Bien qu'ils n'aient pas droit au titre, ces médecins « étrangers » se farcissent toutes les tâches qui reviennent à un vrai médecin. Youssef raconte que parmi les 7 médecins de son service actuel, 5 sont étrangers et les 2 autres médecins français ne travaillent que deux demi-journées par semaine. « On sait qu’on est compétent, mais on doit toujours le prouver en faisant une tonne d’efforts. Mon dernier jour de repos remonte au 25 décembre. Si on n’est pas indispensable, pourquoi on travaillerait autant ? » fait-il remarquer.

Selon lui, le renouvellement urge, au risque de fermer le service avec toute la charge d'au moins une cinquantaine de patients qu'ils reçoivent chaque jour. « Avec notre présence, on n’arrive déjà pas à remédier au manque de médecins dans la région. Mon planning de consultation est complet jusqu’au moins d’août », affirme-t-il.

Titre de séjour expiré et EVC, des angoisses et complications en plus sur les épaules de Youssef

Le jeune médecin se déplace avec son attestation de demande de renouvellement de titre de séjour constamment sur lui. Son ancien titre étant arrivé à expiration le 25 décembre, son dossier de renouvellement reste encore en suspens auprès de sa préfecture, et ce, depuis le 8 novembre 2023.

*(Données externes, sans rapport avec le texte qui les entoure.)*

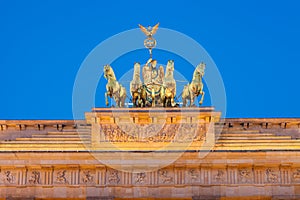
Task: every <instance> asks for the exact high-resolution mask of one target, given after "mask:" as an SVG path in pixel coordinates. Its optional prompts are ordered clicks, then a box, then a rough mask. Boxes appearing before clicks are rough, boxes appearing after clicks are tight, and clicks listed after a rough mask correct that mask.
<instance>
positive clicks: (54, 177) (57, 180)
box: [53, 169, 70, 184]
mask: <svg viewBox="0 0 300 200" xmlns="http://www.w3.org/2000/svg"><path fill="white" fill-rule="evenodd" d="M53 182H54V184H69V183H70V172H69V171H67V169H55V170H54V173H53Z"/></svg>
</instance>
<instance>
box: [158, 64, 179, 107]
mask: <svg viewBox="0 0 300 200" xmlns="http://www.w3.org/2000/svg"><path fill="white" fill-rule="evenodd" d="M175 96H176V81H175V79H174V61H173V60H169V61H168V63H167V66H166V73H165V77H164V80H163V87H162V88H161V92H160V98H161V101H162V103H163V106H164V107H174V106H175V105H176V104H175V102H174V98H175Z"/></svg>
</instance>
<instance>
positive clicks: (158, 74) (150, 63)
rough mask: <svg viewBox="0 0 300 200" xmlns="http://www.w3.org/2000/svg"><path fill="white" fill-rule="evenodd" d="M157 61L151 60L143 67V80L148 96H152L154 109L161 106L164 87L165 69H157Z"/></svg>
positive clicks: (160, 68) (162, 66) (152, 101)
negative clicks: (164, 73)
mask: <svg viewBox="0 0 300 200" xmlns="http://www.w3.org/2000/svg"><path fill="white" fill-rule="evenodd" d="M156 65H157V61H156V60H153V59H152V58H150V59H149V60H148V61H147V63H146V64H145V66H144V67H143V71H142V74H143V80H144V84H145V85H146V88H147V94H148V95H149V96H151V101H152V107H155V105H156V104H161V103H162V102H161V98H160V95H161V88H162V86H163V78H164V67H163V66H159V68H157V67H156Z"/></svg>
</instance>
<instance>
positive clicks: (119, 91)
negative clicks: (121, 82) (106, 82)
mask: <svg viewBox="0 0 300 200" xmlns="http://www.w3.org/2000/svg"><path fill="white" fill-rule="evenodd" d="M103 71H104V78H106V79H107V84H106V92H105V104H106V106H108V105H109V103H108V97H110V98H113V99H114V100H115V102H116V106H117V107H124V106H125V99H126V89H125V87H123V86H122V85H121V84H120V83H119V82H118V81H117V79H116V76H115V73H114V71H113V69H112V67H111V66H110V65H105V66H104V69H103Z"/></svg>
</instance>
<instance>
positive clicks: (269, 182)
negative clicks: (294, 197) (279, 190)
mask: <svg viewBox="0 0 300 200" xmlns="http://www.w3.org/2000/svg"><path fill="white" fill-rule="evenodd" d="M265 183H280V172H279V169H278V168H267V169H266V170H265Z"/></svg>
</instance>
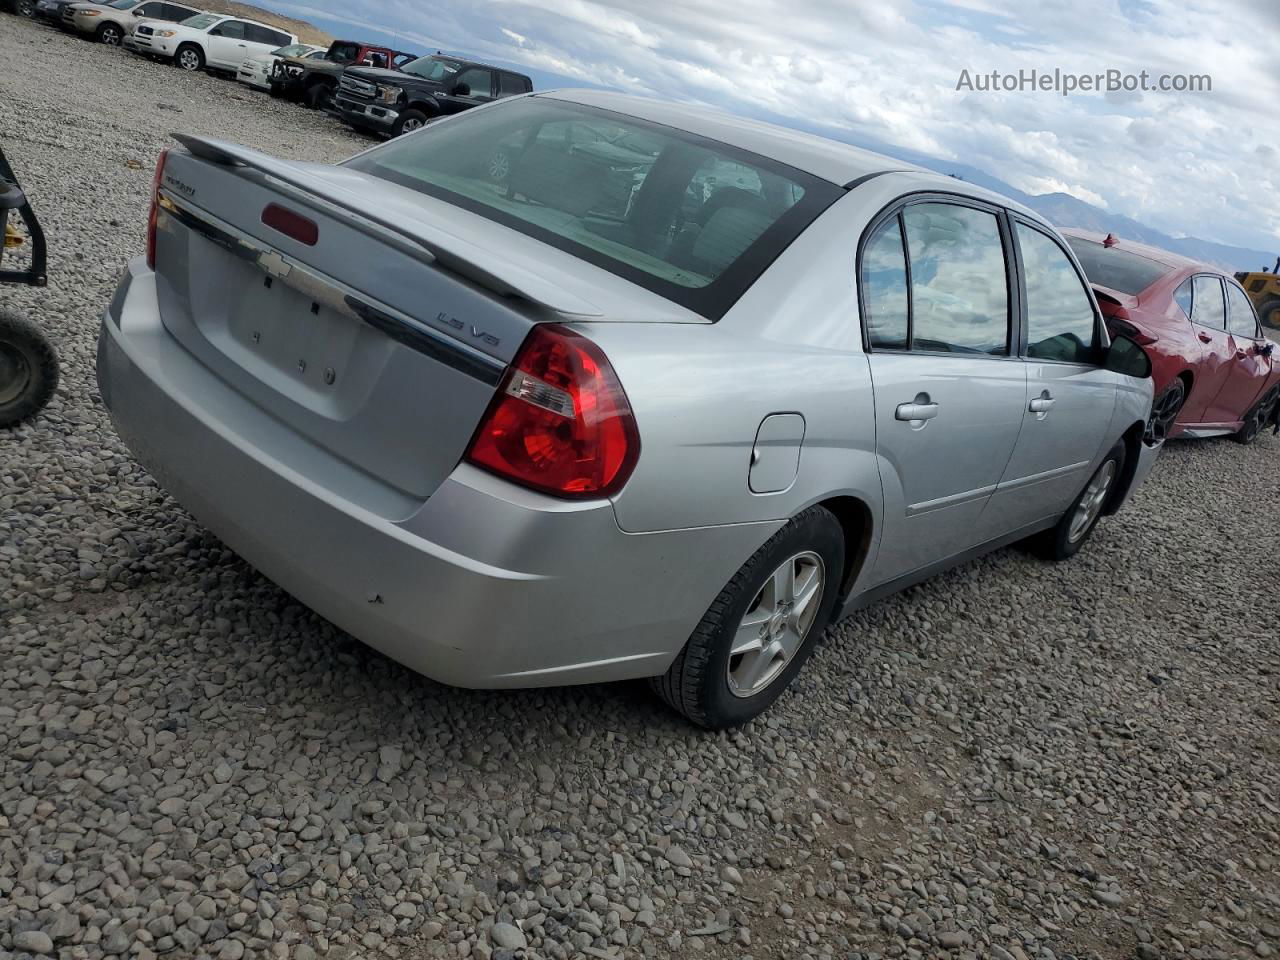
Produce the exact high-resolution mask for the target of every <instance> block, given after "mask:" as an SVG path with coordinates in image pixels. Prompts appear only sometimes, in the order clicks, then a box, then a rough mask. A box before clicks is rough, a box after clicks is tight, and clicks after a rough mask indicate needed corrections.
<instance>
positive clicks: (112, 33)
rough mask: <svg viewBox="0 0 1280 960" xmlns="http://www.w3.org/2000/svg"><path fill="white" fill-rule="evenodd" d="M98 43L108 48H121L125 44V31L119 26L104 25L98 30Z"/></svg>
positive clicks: (116, 24)
mask: <svg viewBox="0 0 1280 960" xmlns="http://www.w3.org/2000/svg"><path fill="white" fill-rule="evenodd" d="M96 37H97V42H99V44H105V45H106V46H119V45H120V44H123V42H124V31H123V29H120V27H119V24H115V23H104V24H102V26H101V27H99V28H97V35H96Z"/></svg>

De plus, la situation pour les médecins étrangers empire de plus en plus, avec les nouvelles EVC (épreuves de vérification des connaissances) instaurées par la loi et qui, seulement après les avoir validées, ouvrent droit à continuer de pratiquer. Ce concours est réservé aux praticiens ayant obtenu leur diplôme dans un État non-membre de l’UE, avec des quotas en fonction de chaque spécialité, tout en restant très sélectif. Youssef a bien évidemment dû y passer, mais ne l'a pas obtenu. Et pour cause évidente : « Je viens de travailler 25 jours sans interruption. Comment voulez-vous préparer un concours quand on travaille 60 heures par semaine ? C’est impossible », se plaint-il.

Youssef garde pourtant espoir. Il dira que « les chefs de service sont solidaires et se battent avec nous », et qu'une manifestation est justement prévue pour ce jeudi à 14 heures devant le ministère de la Santé, à Paris. Désormais, ce que lui et les autres médecins dans son cas attendent n'est autre qu'une aide de l'État. « Mardi soir, Emmanuel Macron a évoqué la précarité dans laquelle on se trouvait, et il a reconnu qu’il y avait un dysfonctionnement. Notre sort et celui de milliers de patients sont entre les mains du gouvernement », affirme-t-il, confiant.

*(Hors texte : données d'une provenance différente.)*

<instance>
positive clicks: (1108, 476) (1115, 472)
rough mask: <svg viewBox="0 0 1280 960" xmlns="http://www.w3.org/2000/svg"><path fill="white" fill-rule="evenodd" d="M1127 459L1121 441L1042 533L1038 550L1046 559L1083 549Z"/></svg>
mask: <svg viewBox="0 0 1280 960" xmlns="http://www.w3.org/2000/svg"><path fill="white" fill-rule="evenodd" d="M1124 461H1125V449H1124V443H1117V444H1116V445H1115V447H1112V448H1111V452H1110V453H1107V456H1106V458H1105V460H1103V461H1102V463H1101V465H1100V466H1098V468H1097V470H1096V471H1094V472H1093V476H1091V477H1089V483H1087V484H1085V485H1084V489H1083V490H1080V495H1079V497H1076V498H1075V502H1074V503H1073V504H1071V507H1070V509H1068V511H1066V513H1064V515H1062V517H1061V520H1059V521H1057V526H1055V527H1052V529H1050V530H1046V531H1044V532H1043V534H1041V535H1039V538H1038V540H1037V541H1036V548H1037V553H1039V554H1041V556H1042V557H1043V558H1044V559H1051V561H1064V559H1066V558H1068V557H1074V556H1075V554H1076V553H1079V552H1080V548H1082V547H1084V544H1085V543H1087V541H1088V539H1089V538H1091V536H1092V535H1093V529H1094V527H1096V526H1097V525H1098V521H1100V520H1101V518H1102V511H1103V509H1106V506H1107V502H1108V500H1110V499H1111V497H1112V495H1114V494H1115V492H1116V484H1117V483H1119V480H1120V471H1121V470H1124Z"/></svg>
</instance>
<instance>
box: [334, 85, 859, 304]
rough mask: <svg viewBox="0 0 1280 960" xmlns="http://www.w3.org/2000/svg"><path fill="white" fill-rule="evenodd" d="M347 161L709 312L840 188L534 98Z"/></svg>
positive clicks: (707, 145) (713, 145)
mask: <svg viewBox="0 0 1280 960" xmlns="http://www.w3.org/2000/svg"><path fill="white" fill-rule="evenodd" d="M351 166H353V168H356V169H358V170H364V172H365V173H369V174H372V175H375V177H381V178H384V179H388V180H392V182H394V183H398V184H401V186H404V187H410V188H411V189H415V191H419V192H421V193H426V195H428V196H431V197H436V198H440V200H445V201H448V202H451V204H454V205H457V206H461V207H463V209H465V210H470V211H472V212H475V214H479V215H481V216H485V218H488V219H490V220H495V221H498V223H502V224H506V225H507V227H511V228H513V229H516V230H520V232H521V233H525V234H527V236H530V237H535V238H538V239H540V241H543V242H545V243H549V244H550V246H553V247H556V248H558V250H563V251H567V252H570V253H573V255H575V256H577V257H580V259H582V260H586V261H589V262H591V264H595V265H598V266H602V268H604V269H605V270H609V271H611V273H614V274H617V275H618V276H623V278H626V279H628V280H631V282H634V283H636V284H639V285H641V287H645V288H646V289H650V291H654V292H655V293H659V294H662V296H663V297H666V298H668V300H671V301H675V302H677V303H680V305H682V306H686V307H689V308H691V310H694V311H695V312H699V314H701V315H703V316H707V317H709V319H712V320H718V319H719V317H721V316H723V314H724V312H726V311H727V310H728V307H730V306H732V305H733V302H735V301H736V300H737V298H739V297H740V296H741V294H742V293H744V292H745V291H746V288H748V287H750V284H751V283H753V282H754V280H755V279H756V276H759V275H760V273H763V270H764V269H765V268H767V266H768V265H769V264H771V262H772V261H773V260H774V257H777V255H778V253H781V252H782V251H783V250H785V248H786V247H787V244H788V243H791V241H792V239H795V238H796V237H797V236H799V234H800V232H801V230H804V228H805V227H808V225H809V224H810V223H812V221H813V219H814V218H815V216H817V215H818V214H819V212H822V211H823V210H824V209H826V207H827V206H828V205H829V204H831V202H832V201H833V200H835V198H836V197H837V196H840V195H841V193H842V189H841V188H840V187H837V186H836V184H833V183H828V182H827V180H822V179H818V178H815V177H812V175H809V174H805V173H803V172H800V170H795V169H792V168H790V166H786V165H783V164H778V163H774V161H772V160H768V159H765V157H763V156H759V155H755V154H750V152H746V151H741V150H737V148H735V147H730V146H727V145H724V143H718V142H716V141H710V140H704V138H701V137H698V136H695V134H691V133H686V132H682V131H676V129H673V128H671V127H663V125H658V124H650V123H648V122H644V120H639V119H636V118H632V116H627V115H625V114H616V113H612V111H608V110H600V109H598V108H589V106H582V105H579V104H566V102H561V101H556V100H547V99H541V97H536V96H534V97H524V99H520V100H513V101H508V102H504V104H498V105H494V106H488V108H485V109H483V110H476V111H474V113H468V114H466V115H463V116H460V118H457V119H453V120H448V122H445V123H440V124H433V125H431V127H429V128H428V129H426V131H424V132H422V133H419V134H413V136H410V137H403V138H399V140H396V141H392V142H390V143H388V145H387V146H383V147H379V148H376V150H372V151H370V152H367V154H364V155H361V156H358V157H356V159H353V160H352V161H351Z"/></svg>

Aussi, si Youssef se permet autant de patiences dans une telle situation, c'est surtout qu'il n'est pas seul : sa femme, une Française, ainsi que son futur enfant le retiennent. « Si ça ne tenait qu’à moi, je prendrais mes bagages et je partirais en Suisse... Le salaire est trois fois plus élevé et j’aurais l’assurance d’être médecin suisse dans trois ans ».

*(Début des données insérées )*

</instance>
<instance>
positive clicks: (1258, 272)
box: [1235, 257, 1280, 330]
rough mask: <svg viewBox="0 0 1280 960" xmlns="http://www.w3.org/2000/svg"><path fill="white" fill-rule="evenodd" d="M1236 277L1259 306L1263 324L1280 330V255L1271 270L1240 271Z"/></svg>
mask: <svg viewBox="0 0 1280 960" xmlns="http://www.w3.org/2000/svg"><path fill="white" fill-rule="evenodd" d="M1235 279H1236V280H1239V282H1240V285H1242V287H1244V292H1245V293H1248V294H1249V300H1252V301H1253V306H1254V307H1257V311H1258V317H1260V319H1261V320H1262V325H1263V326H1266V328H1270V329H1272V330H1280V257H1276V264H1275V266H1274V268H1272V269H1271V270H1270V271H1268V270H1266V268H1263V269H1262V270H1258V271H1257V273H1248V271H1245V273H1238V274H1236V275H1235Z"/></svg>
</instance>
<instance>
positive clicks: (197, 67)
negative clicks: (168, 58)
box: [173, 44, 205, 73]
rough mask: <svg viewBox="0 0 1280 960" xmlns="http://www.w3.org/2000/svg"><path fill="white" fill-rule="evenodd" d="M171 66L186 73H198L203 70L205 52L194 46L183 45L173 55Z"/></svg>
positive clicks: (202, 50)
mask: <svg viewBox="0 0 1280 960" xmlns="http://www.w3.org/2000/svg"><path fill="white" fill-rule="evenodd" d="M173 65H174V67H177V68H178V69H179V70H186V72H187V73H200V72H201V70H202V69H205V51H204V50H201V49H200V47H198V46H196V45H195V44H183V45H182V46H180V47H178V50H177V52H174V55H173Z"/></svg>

Pour rappel, lors de la pandémie de covid-19, plusieurs médecins étrangers ont été recrutés dans l'urgence de la précipitation. Aujourd'hui, avec leurs contrats de travail expirés, ils sont tout aussi nombreux à se retrouver dans l'irrégularité vis-à-vis de la loi française, et risquent fortement des obligations de quitter le territoire français (OQTF).

Certains en ont même déjà fait les frais, comme le fait remarquer Halim Bensaïdi, vice-président de l'association Ipadecc et diabétologue originaire d'Algérie, qui travaille depuis 2019 en France : « Mon contrat a expiré hier et je n’ai toujours pas de réponse pour [mon] renouvellement ! Le président de la République promet de nous régulariser, sauf qu’officiellement, on n’a pas de texte qui nous permet de continuer l’exercice de notre noble métier, qu’on exerce dignement depuis des années ».